Что годы предательски быстро летят и что время нарушило все свои обязательства, я принимаю как должное. Мне наскучили причуды времени, однако я уступаю им — с быстротою фокусника отсчитывает оно мои года, — равно как принимаю на веру столбцы цифр, набрасываемые ловким карандашом официанта. Я не доверяю времени, но я приноровился к его подозрительной алгебре настолько, что отношусь к его манипуляциям свысока. И даже больше того: из чистого упрямства — доказывая свою независимость — я сам помогаю времени обсчитывать себя и делаю это почти инстинктивно.
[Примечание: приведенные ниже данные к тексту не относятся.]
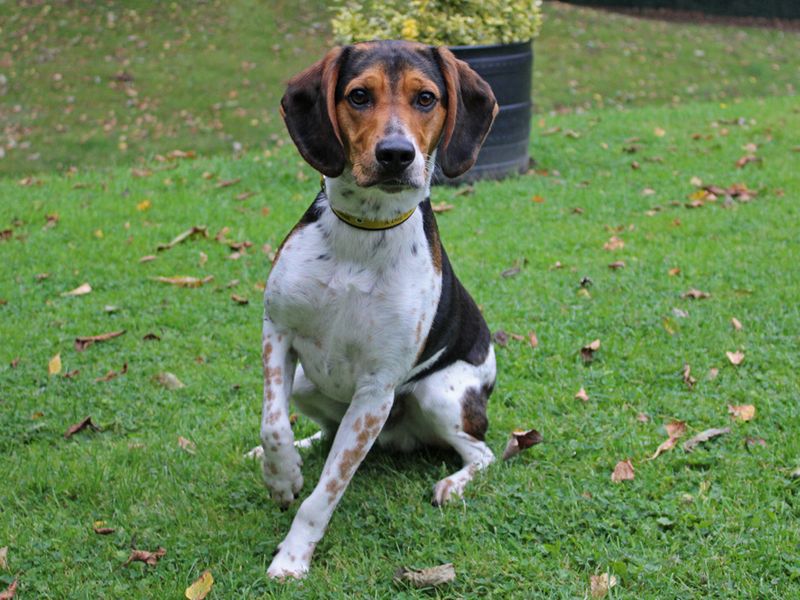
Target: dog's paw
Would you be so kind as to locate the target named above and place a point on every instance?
(447, 490)
(286, 565)
(283, 477)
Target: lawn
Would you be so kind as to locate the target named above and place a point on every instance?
(721, 521)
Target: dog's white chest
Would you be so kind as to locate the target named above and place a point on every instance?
(358, 304)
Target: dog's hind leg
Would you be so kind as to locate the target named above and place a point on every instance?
(453, 403)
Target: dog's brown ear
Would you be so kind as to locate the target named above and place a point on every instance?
(309, 110)
(471, 108)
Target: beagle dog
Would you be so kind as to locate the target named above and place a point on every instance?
(366, 327)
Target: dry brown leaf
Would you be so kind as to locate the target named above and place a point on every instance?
(169, 381)
(687, 376)
(427, 577)
(533, 340)
(521, 440)
(704, 436)
(228, 182)
(736, 358)
(80, 426)
(695, 294)
(112, 374)
(201, 587)
(623, 471)
(81, 343)
(81, 290)
(587, 352)
(54, 366)
(10, 591)
(745, 412)
(184, 281)
(675, 430)
(187, 445)
(600, 584)
(197, 230)
(150, 558)
(614, 243)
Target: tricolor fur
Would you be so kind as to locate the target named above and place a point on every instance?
(391, 347)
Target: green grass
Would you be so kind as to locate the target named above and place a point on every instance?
(720, 522)
(208, 76)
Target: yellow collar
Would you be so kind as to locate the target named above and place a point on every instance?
(372, 225)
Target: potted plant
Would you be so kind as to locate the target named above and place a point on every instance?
(494, 36)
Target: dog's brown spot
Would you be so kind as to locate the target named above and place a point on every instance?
(473, 413)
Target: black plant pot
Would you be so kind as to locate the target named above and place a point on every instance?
(508, 69)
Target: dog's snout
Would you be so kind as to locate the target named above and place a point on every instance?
(394, 154)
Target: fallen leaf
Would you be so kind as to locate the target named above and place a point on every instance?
(675, 431)
(81, 290)
(623, 471)
(442, 206)
(184, 281)
(533, 340)
(112, 374)
(201, 587)
(745, 412)
(228, 182)
(587, 352)
(687, 376)
(426, 577)
(54, 366)
(187, 445)
(150, 558)
(736, 358)
(695, 294)
(500, 338)
(614, 243)
(197, 230)
(521, 440)
(81, 343)
(9, 592)
(704, 436)
(80, 426)
(600, 584)
(169, 381)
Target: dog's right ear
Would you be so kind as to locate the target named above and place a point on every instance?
(309, 110)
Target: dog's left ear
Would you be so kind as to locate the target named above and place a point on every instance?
(309, 110)
(471, 109)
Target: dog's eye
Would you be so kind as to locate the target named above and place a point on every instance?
(426, 99)
(358, 97)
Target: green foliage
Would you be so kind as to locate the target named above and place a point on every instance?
(439, 22)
Даже не отдаю себе в этом отчета!
Подчас я ловлю себя на том, что, когда меня спрашивают о годах, мне хочется назвать цифру, лет на десять или пятнадцать завышающую истинный мой возраст. Не только в конце года, но и при смене его времен мне кажется, что минул полный год. А помимо того, существуют праздники, разные там пасхи, дни именин. По мне, все это тоже самостоятельные единицы времяисчисления: знай скачет и мелькает карандаш, и этот счет не поддается проверке.